Dire dans une autre langue des choses qu’on ne peut pas exprimer en français ne posera pas de problème : c’est tout à fait commun et remarquable à Bruxelles.

Tania Nasielski : Différentes humeurs pourraient en effet correspondre à différentes langues. Taha Adnan, vous êtes un auteur qui écrit en arabe mais qui « se laisse traduire dans différentes langues ». Pour vous il est important d’écrire dans une seule langue, celle que vous estimez maitriser, l’arabe. Vos textes sont ensuite traduits, notamment en français, néerlandais, espagnol, anglais. Pouvez-vous nous parler de la manière d’écrire dans une langue tout en accompagnant également le travail de traduction ? Que sont pour vous ces humeurs évoquées par Ophélie en termes de poésie ? Vous êtes en effet auteur de textes de théâtre, de romans mais également de poésie. Ce dernier est un genre intérieur lié à nos états d’âmes. En partageant ensuite la poésie, elle devient une langue commune aux états d’âmes d’autres personnes, un monde intérieur que la langue permet de véhiculer.
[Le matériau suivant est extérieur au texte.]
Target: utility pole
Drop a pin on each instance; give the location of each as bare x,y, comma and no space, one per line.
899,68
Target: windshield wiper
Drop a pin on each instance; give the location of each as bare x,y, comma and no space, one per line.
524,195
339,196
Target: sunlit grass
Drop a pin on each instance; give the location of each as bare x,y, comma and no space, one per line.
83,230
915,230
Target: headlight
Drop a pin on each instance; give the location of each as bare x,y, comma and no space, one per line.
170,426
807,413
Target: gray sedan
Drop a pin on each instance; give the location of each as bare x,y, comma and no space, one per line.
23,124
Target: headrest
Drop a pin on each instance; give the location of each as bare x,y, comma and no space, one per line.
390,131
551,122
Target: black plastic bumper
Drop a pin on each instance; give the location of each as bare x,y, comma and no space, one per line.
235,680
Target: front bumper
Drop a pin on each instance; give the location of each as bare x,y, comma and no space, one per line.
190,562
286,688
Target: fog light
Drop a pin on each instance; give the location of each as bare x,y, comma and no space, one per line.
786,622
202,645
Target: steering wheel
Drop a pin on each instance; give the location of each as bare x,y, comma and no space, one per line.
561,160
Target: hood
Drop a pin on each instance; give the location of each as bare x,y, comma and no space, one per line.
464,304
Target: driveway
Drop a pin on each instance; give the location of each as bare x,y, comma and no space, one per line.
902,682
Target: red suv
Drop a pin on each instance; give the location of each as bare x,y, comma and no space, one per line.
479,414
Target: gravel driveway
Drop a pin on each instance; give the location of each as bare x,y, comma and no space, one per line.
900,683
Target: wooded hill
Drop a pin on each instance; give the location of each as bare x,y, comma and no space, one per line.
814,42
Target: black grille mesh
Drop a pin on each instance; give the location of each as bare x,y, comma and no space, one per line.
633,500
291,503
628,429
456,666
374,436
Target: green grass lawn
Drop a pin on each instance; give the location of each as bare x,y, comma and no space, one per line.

Taha Adnan : Je suis arrivé ici à l’âge de 26 ans en 1996, de Marrakech, comme « produit semi-fini ». Je suis venu avec une langue d’écriture. La situation à Bruxelles est réconfortante quand on vient d’ailleurs avec une langue qui est à la base une langue d’écriture, on se retrouve dans une ville assez ouverte. On n’est pas confronté·e au poids de la référence linguistique que l’on peut rencontrer par exemple à Paris. En France, les Breton·nes doivent parler français pour être Français·es. Ici en Belgique, on n’est pas obligé·e de parler français ou néerlandais pour être Belge. Toute la population bruxelloise, voire belge, se retrouve dans une situation d’insécurité linguistique parce que le ou la francophone de Bruxelles ne va jamais parler le français dans un standard parisien reconnu mondialement comme LE français. La ou le néerlandophone de Flandres ou de Bruxelles parle aussi différemment du ou de la Hollandais·e d’Amsterdam. Cette situation fait que tout le monde parle une langue avec un accent et porte une certaine différence. Fondamentalement il existe une appropriation de la langue française de France ou néerlandaise de Hollande. Quand on arrive en Belgique et qu’on constate qu’il n’y a pas le poids de la référence linguistique, on ose et on parvient précisément à s’exprimer dans notre langue maternelle, l’arabe, qui est aussi une langue littéraire, tout en s’ouvrant à toutes les influences linguistiques possibles.
J’écris et continue d’écrire en arabe tout en sachant que la traduction est susceptible de porter cette parole, poétique par exemple, ou théâtrale d’ailleurs, dans d’autres environnements linguistiques. Dans la poésie, on a précisément besoin de ce langage intérieur qui, en définitive, se passe de langue, parce qu’on rentre en interaction avec la mémoire, des sentiments profonds de notre conscience humaine. C’est ainsi que la poésie peut exprimer ce langage universel beaucoup plus facilement que d’autres, comme le récit par exemple. Cela étant, en théâtre j’ai continué de travailler sur les monodrames. Ce sont des monologues qui nécessitent ce langage intérieur dans le cadre d’un débat avec soi, ou de toutes sortes de conflits intérieurs que l’être humain peut vivre. Cette forme se rapproche donc fortement de la parole et de l’action poétique.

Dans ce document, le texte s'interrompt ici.